Ontem foi o dia da atribuição dos "oscares" lá nos Hollywoods ( que significa, "bosques sagrados". Uma ironia involuntária...)  - perto da cidade de Los Angeles, onde o gangsterismo assentou arraiais faz décadas.
A cerimónia da atribuição dos "oscares" é uma injecção ideológica anual, de grande projecção a nível planetário, através da qual as forças dirigentes dos "States"procuram veicular os seus valores tóxicos ( a adoração do deus dinheiro, a supremacia de chefiar custe o que custar, o egoísmo, o individualismo, a ausência da solidariedade social, o argumento da força e da guerra para dirimir os conflitos de interesses, o pó-de-arroz da caridadezinha para disfarçar as brutais diferenças entre os que tudo possuem - capital, terra, cultura, bem-estar - e os que de seu só têm os braços e a prole ) a todos os continentes e dominá-los pelos sentimentos e concepções, pois subjugá-los exclusivamente pela força armada sai extremamente dispendioso e a História tem mostrado que não surte efeito a longo prazo.

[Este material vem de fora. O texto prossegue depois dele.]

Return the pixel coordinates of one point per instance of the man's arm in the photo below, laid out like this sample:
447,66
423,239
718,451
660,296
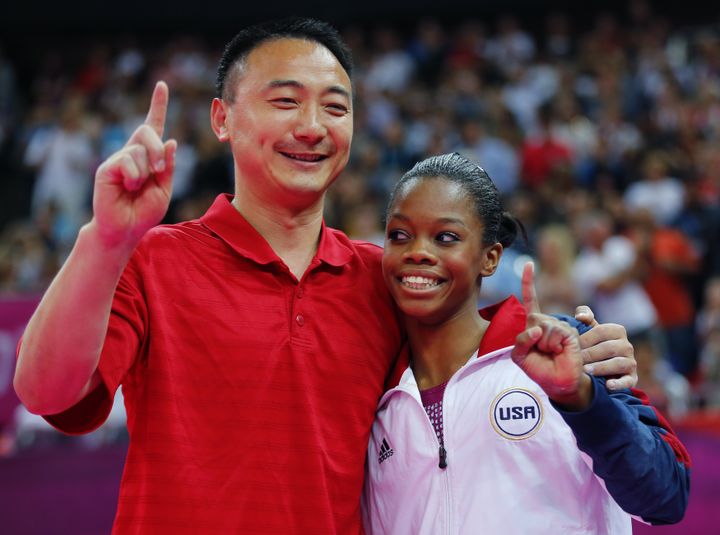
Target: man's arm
645,467
58,359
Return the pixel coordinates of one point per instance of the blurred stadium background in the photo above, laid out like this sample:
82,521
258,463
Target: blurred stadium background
599,122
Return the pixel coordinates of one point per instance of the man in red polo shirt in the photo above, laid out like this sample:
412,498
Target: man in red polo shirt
252,344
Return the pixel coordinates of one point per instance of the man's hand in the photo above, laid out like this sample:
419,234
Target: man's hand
134,185
549,352
606,351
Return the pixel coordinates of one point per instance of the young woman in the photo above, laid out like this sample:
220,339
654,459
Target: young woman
494,427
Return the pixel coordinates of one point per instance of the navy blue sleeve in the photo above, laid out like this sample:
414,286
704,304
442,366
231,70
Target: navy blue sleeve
644,465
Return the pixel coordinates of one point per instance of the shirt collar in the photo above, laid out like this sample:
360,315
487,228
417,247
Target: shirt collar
224,220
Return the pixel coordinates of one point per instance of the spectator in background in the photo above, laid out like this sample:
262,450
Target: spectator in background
555,257
708,328
62,156
656,191
667,261
498,157
543,155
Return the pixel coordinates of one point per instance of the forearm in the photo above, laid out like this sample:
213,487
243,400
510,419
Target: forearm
643,464
62,343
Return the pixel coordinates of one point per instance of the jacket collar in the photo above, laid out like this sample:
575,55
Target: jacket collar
507,319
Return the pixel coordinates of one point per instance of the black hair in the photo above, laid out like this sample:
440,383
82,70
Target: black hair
237,50
499,225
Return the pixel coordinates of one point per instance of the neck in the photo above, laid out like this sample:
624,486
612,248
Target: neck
292,232
438,351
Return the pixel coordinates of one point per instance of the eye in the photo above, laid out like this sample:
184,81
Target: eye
447,237
397,235
284,102
337,109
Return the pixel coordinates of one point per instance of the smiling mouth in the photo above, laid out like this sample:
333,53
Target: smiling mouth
311,158
415,282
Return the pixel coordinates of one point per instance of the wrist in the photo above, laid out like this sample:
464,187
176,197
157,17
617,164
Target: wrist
110,245
580,399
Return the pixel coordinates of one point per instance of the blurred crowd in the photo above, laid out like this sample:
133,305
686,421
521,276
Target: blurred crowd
605,143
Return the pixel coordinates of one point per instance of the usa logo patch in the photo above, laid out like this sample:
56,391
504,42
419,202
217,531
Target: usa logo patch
516,414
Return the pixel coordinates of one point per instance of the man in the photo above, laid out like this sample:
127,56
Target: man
252,344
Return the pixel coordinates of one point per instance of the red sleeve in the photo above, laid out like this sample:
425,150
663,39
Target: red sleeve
126,332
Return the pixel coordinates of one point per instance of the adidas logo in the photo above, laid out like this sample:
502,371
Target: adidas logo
385,451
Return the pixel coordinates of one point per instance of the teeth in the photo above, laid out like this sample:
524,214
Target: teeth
416,282
305,158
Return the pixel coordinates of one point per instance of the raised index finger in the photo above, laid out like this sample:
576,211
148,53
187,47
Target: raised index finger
530,299
158,108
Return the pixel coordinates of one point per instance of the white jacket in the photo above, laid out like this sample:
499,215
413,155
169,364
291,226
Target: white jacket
513,466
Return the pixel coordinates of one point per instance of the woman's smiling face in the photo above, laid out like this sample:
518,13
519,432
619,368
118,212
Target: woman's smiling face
434,257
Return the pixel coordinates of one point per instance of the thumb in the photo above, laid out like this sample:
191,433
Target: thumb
524,342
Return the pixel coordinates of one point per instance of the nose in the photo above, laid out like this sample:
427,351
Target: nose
419,252
309,127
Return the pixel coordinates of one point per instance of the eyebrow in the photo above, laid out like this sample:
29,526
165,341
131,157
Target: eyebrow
336,89
444,220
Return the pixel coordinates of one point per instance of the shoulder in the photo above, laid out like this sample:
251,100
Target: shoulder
365,251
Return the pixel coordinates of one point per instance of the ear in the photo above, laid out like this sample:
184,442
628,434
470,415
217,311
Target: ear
218,119
490,259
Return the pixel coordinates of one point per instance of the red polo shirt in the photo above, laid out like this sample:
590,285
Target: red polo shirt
250,395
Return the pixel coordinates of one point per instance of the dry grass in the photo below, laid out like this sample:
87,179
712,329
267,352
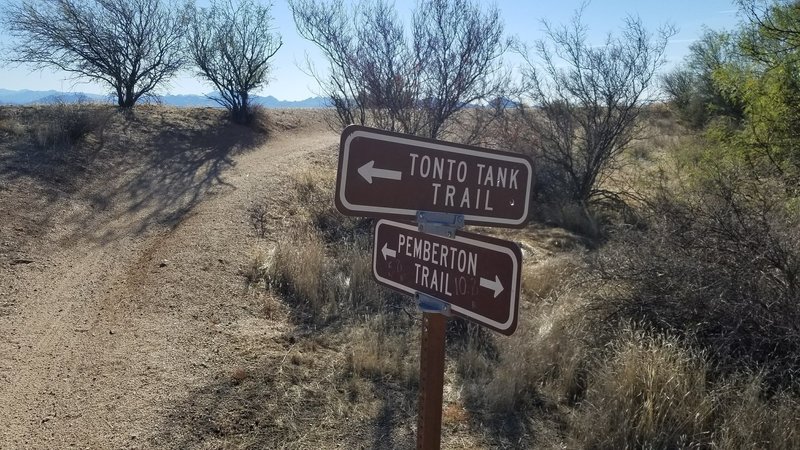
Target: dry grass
649,392
748,418
300,272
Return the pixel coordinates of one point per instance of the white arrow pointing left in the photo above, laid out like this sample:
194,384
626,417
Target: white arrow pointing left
495,285
387,252
368,172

Esperava-se que a cerimónia deste ano assumisse aspectos inusitados, visto que o Grande Capital norte-americano nunca antes aparecera abertamente com a sua face brutal do nazismo/neonazismo, encarnada na figura apalhaçada de Donald Trump.
Na verdade tudo correu mal para a Administração Trampas , desde a maioria das "estrelas" hollywoodescas a lançarem críticas oblíquas a rejeitarem a xenofobia, o racismo, os muros concretos e culturais entre as nações, os preconceitos ideológicos, a rejeitarem o argumento das armas e da guerra ( poucos foram os que alinharam do lado da Administração Trampesca como Clint Eastwood ou Charleton Heston ). Até ao final caricato de Faye Dunaye e Warren Beaty , convertidos em caricaturas de si próprios quando interpretavam o jovem casal de assaltantes "Bonnie & Clyde", em 1967, verdadeiras múmias de cera a anunciarem o triunfo do filme
"La La Land" em lugar de "Moonlight", engano no qual não tiveram responsabilidade, visto que lhes tinham entregue os cartões errados. Para além de outras trapalhadas menos vistosas e menos badaladas.
Em resumo, tudo achavascou a Aministração da Trampa na primeira sessão de distribuição dos globos de ouro : as críticas ao palhaço, o "gran finale" atarantado de festinha de amadores.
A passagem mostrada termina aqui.